- Born: 19 October 1929 Rostov-on-Don, Russian SFSR, Soviet Union
- Died: 4 March 2011 (aged 81) Moscow, Russia
- Known for: Sukhoi Su-27
- Awards: Hero of the Russian Federation
- Scientific career
- Fields: aircraft designer

= Mikhail Simonov =

Russian aircraft designer (1929–2011)

Mikhail Petrovich Simonov (Михаи́л Петро́вич Си́монов; 19 October 1929 – 4 March 2011) was a Russian aircraft designer famed for creating the Sukhoi Su-27 fighter-bomber, the Soviet Union's answer to the American F-15 Eagle. After the dissolution of the Soviet Union in 1991, Simonov coordinated the Su-27's sale to foreign governments, providing badly needed hard currency to the Russian government. In recognition of his achievements, he was named a Hero of the Russian Federation in 1999.

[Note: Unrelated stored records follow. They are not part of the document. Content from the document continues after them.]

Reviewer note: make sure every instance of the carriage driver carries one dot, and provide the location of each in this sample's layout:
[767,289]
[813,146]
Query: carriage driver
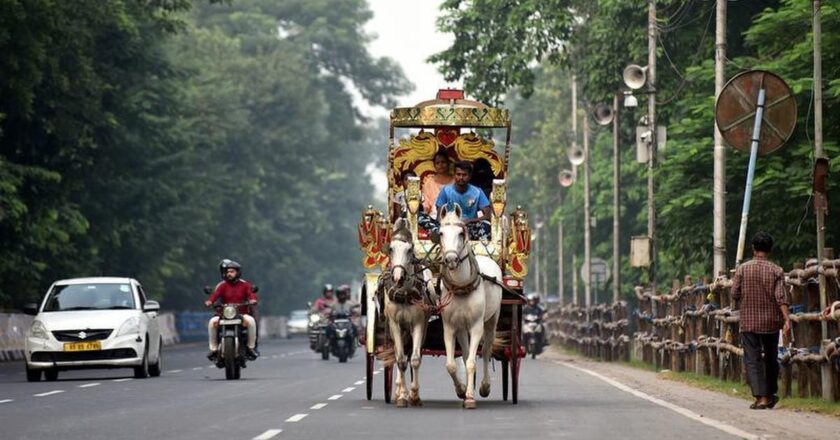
[233,289]
[472,200]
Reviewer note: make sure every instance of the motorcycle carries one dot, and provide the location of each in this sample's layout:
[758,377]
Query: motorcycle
[341,336]
[318,335]
[232,338]
[532,331]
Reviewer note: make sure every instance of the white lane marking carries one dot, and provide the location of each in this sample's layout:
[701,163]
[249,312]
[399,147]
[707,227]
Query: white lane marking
[296,418]
[729,429]
[49,393]
[268,434]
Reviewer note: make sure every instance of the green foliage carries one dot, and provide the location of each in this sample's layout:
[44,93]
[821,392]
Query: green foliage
[604,37]
[152,139]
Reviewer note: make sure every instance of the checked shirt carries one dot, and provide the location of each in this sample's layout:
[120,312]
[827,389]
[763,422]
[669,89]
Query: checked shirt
[758,286]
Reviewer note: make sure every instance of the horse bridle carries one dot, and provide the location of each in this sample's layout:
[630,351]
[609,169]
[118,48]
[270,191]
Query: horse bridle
[475,279]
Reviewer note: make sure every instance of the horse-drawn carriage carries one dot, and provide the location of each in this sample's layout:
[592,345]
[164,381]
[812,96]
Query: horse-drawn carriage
[465,131]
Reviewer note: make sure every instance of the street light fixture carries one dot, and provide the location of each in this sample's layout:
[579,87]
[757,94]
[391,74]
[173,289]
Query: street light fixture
[630,100]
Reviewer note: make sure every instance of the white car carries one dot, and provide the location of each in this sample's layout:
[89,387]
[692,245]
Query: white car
[94,323]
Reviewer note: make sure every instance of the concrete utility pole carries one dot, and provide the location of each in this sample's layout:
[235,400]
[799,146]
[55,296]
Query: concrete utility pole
[820,202]
[560,262]
[574,145]
[587,225]
[616,205]
[537,239]
[652,145]
[719,239]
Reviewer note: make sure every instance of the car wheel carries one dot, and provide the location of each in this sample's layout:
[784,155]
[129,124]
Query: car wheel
[33,375]
[51,374]
[157,367]
[142,371]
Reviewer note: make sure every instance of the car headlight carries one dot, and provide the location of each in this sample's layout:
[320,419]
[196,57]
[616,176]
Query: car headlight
[131,325]
[38,330]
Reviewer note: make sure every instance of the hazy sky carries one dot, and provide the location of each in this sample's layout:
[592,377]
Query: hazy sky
[405,31]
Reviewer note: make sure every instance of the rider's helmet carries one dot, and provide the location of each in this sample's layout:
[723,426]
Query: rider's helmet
[228,264]
[328,289]
[343,293]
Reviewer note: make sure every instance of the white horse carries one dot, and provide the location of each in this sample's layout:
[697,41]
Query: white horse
[472,303]
[404,310]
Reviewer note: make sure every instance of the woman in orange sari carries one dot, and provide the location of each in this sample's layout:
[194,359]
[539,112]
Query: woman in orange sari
[434,183]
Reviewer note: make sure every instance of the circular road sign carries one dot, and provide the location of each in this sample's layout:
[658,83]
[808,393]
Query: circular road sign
[736,106]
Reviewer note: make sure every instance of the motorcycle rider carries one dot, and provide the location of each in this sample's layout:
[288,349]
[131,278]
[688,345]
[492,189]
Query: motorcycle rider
[322,305]
[533,307]
[233,289]
[343,304]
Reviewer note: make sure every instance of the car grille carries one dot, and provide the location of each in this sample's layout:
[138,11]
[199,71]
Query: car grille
[73,356]
[76,335]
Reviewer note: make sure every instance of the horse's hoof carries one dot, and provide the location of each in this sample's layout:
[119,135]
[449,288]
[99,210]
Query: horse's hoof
[461,391]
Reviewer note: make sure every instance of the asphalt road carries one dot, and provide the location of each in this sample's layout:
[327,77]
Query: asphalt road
[291,393]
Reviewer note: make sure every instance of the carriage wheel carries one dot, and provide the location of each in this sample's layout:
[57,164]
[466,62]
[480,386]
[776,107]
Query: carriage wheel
[514,350]
[369,374]
[504,379]
[389,382]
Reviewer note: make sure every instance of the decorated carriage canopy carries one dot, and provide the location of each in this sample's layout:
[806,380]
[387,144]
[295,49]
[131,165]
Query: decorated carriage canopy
[447,124]
[462,130]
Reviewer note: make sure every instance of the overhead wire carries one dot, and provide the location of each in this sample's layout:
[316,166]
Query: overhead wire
[694,57]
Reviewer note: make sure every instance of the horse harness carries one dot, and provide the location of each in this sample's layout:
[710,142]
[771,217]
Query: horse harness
[412,289]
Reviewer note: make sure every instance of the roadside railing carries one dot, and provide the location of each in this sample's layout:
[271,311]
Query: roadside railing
[599,331]
[695,327]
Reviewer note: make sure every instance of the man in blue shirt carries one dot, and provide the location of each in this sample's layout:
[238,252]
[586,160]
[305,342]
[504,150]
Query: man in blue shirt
[471,199]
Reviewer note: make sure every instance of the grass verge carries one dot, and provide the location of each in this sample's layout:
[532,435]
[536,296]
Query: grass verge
[741,390]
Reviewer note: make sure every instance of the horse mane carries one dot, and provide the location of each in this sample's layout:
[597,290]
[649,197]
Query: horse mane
[401,231]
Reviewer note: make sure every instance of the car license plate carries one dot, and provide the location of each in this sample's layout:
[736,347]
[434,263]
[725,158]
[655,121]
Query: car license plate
[83,346]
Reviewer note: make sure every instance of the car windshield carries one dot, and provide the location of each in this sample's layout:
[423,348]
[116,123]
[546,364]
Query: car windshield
[90,297]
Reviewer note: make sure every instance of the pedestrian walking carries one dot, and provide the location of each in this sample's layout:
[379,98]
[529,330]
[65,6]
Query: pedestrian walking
[758,286]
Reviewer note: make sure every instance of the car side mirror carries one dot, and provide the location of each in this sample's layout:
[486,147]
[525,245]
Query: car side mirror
[30,309]
[151,306]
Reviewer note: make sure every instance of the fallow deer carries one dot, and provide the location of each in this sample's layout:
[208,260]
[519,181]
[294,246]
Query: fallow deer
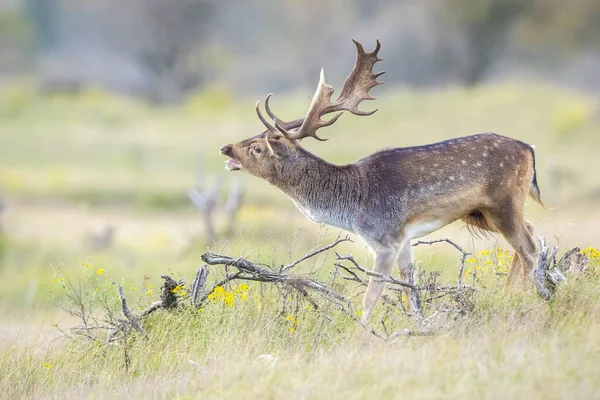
[395,195]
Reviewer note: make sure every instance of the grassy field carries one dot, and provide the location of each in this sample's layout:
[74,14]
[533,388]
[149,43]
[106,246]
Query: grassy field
[70,165]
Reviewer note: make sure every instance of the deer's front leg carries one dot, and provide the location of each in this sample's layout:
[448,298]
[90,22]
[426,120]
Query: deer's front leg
[384,262]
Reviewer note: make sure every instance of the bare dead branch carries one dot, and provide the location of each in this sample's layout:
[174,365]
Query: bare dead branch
[378,275]
[316,251]
[457,247]
[198,285]
[133,320]
[547,276]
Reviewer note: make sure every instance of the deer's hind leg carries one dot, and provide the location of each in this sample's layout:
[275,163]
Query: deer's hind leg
[384,263]
[518,232]
[407,272]
[480,226]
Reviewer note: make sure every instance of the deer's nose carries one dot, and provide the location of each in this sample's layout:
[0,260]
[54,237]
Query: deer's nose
[226,150]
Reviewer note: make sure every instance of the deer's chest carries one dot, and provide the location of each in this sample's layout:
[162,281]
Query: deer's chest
[325,215]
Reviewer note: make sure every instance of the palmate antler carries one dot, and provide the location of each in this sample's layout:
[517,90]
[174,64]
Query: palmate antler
[355,89]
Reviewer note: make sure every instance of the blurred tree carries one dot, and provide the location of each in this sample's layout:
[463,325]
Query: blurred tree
[572,25]
[44,16]
[483,27]
[166,37]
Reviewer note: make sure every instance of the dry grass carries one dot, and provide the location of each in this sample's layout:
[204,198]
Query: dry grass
[71,163]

Simonov was born in Rostov-on-Don. He became an aviation engineer in the 1950s and joined Sukhoi as a deputy chief designer in 1970. During his time at Sukhoi, he developed the Sukhoi Su-24 bomber and the Sukhoi Su-25 ground-attack aircraft, as well as the Su-27. He was the Soviet Union's deputy minister of aircraft industries from 1979 to 1983.